US commentators now stress the responsibility that befalls the Libyan people, and the prospects of a bright future for them. Vice-president Joe Biden got it right on Thursday when he quoted Yeats. In just 10 years, the Middle East has utterly changed.
Let’s hope that our leaders have changed too, that unlike George W Bush, Tony Blair and Nicolas Sarkozy, the new generation of western leaders – Barack Obama and David Cameron – will not prove as erratic as their predecessors in dealing with tyrants.
Did Bush think it through when he held up Gadafy as an example for others, after Gadafy gave up his WMD programme?
Will the US ask Sarkozy – who in 2007 sold Gadafy €168 million worth of Milan anti-tank weapons – to help pay for the weapons clean-up? And will someone ask the former British prime minister Tony Blair to explain why he visited Gadafy six times between June 2007, when Blair left Downing Street, and June 2010 – twice in private aircraft hired by Gadafy?

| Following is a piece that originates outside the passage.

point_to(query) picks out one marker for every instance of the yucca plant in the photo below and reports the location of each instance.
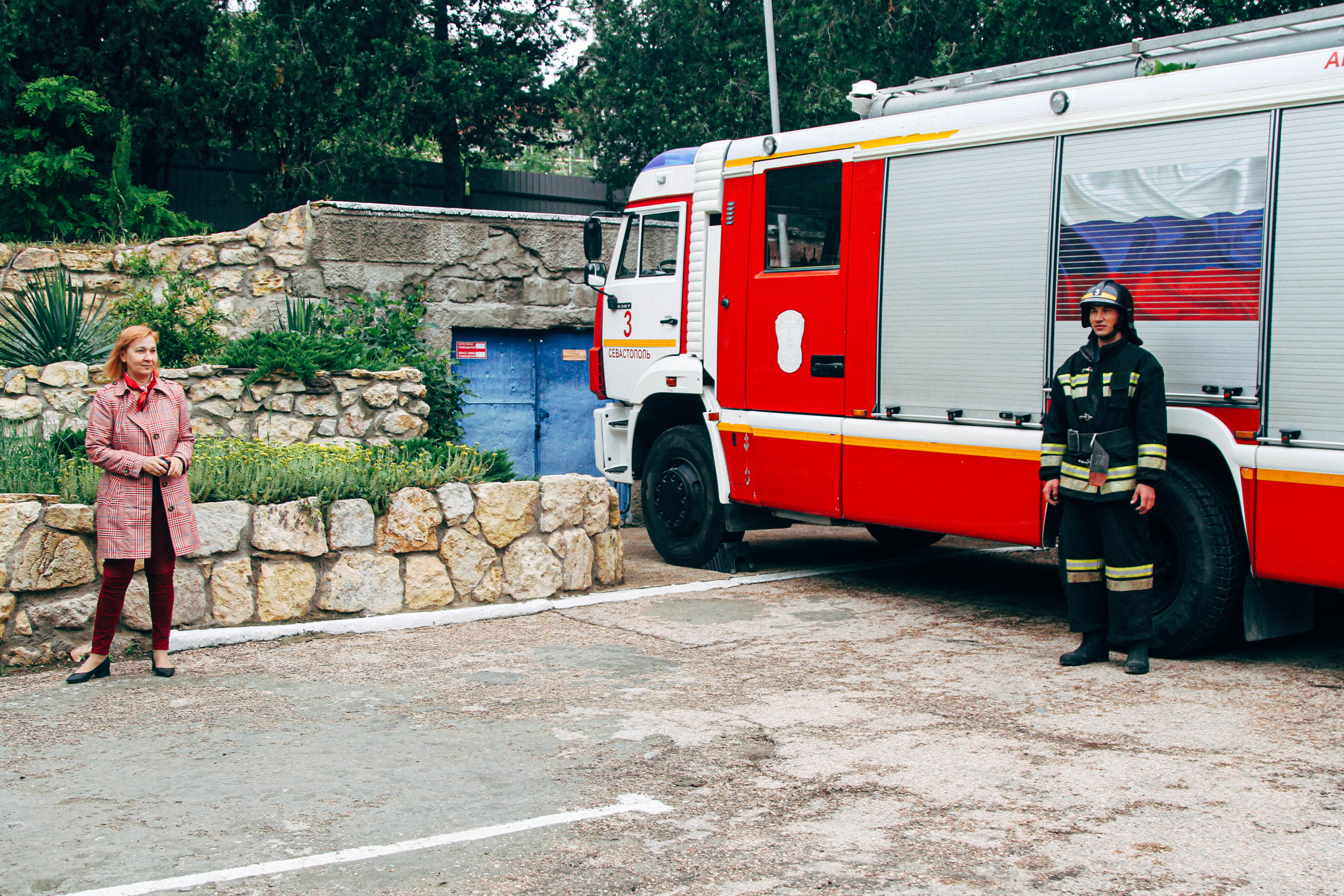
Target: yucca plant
(49, 322)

Blair is a senior adviser to JP Morgan investment bank, which is believed to have managed half a billion dollars for Libya.
"When [Blair] had tea in the desert with the 'Brother Leader', did he ever ask him who killed my father?" Hoda Abuzeid, a British Libyan whose dissident father was murdered in London by Libyan agents, asked the Daily Telegraph. Good question.